Continuous Agents Need Stateful Compute, Not Traditional CI/CD

Hugo SantosAI EngineerWednesday, May 13, 202611 min read

Madison Faulkner and Hugo Santos of Namespace argue that traditional CI/CD is organized around human-paced pull requests, and starts to fail when autonomous agents generate continuous, overlapping streams of code. Their proposed replacement keeps validation inside a stateful agent loop, uses caching and orchestration to avoid cold starts, and moves completed work into a pre-merge layer where humans review intent and outcome rather than every diff. The underlying CI functions remain, but the pull request stops being the system’s basic unit of work.
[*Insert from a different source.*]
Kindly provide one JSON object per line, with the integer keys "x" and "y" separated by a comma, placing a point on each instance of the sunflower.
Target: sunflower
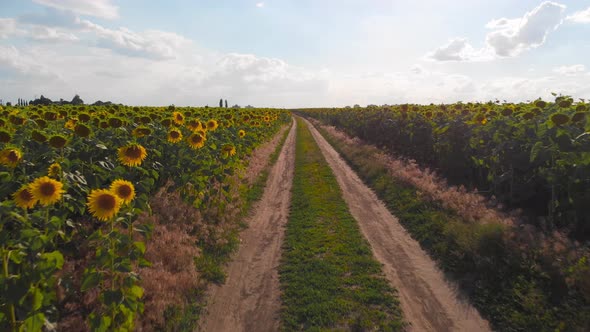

CI/CD was built around human latency; agents remove the hiding place

Madison Faulkner frames the problem as a mismatch between the assumptions of traditional CI/CD and the behavior of agentic software. The old system assumes that a human developer submits a small number of changes, those changes are packaged as pull requests, colleagues review them, GitHub Actions or an equivalent system runs build, test, and deploy steps, and the developer iterates on any failures. In the workflow Faulkner describes, a human developer with repository permissions submits roughly one diff a day to one repository, and each pull request takes about ten minutes to verify.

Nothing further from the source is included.